Evaluation of the possible association between acantholysis and anti-desmogleins 1 and 3 values in pemphigus vulgaris and pemphigus foliaceus

Objectives Acantholysis is the main pathologic finding in pemphigus, and its location has been historically used to distinguish the major subtypes of pemphigus vulgaris (PV) and pemphigus foliaceus (PF). While suprabasal clefts are present in PV, PF includes intragranular or subcorneal clefts. After the introduction of anti-desmoglein ELISA, PF is characterized by anti-Dsg 1 and PV by anti-Dsg 3 autoantibodies. However, pathological and serological findings are not consistent in all patients. In this study, we tried to investigate the agreement between serological and pathological findings for the diagnosis of pemphigus.

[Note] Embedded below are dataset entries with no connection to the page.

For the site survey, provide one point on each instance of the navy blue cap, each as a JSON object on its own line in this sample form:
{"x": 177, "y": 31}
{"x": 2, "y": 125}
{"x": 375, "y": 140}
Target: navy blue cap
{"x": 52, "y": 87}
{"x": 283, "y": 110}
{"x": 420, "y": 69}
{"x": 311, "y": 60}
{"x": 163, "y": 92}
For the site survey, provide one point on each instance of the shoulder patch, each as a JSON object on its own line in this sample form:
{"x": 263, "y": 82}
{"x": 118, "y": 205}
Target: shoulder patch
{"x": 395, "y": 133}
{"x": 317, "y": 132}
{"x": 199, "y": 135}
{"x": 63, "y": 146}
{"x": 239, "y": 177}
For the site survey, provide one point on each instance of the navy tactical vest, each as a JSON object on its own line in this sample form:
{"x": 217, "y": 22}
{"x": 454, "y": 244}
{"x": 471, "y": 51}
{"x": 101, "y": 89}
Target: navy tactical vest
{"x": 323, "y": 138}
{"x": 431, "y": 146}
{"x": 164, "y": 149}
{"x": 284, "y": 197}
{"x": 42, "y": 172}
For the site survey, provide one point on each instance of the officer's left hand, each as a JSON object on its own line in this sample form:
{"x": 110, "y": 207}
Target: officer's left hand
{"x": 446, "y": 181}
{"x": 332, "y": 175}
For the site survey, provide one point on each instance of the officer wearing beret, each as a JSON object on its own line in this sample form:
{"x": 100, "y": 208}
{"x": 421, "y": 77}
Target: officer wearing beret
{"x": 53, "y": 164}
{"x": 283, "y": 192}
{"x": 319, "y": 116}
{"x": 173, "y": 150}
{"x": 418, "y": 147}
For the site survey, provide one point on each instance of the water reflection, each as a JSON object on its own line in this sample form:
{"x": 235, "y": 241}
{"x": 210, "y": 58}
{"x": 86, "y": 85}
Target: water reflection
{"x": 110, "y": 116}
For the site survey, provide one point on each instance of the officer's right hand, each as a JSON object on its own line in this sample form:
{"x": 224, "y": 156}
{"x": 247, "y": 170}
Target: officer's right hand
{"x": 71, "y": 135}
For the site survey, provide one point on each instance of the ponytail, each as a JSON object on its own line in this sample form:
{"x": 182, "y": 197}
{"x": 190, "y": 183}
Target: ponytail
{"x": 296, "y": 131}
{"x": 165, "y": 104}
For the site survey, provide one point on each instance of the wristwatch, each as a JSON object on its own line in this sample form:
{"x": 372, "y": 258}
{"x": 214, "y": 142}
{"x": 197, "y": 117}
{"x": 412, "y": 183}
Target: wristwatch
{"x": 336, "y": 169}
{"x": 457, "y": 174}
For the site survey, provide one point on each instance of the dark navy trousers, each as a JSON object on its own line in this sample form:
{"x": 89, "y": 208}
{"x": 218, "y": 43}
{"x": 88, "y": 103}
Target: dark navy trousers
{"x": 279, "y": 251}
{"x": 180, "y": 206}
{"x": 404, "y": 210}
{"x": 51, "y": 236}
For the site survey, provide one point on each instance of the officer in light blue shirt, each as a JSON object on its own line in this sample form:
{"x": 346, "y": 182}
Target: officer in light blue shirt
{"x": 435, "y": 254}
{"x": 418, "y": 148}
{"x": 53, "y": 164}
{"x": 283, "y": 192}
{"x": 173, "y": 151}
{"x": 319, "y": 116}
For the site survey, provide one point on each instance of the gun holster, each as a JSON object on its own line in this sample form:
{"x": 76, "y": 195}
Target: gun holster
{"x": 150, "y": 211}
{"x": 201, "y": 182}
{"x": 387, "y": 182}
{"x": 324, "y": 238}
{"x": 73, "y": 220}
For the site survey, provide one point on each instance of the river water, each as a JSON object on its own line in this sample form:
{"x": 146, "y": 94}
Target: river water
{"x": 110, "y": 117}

Methods We restudied the acantholysis location in skin biopsy samples of 168 pemphigus patients and compared the subtypes of pemphigus based on anti-Dsg1/3 ELISA and acantholysis locations. Results In 33 (19.6%), 100 (59.5%), and 35 (20.8%) of patients, acantholysis was observed in the upper half, the lower half, and throughout the epidermis, respectively. The mean anti-Dsg1 and anti-Dsg3 values were 169.76 and 43.45 U/mL in upper clefts and 120.53 and 157.88 U/mL in lower clefts, respectively. By assuming anti-Dsg1/3 as the gold standard of diagnosis of pemphigus, the sensitivity and specificity of cleft location-based diagnosis were calculated as 90.2% and 80% for PV and 80% and 90.2% for PF, respectively. There was an overall agreement of 87.97% between histological and serological diagnosis. Conclusions The histological findings in PV and PF are not necessarily correlated with sera antibodies' profile. Clinical manifestations, histopathological findings, direct immunofluorescence, and serologic study are all required to accurate diagnosis of the pemphigus and differentiate its subtypes.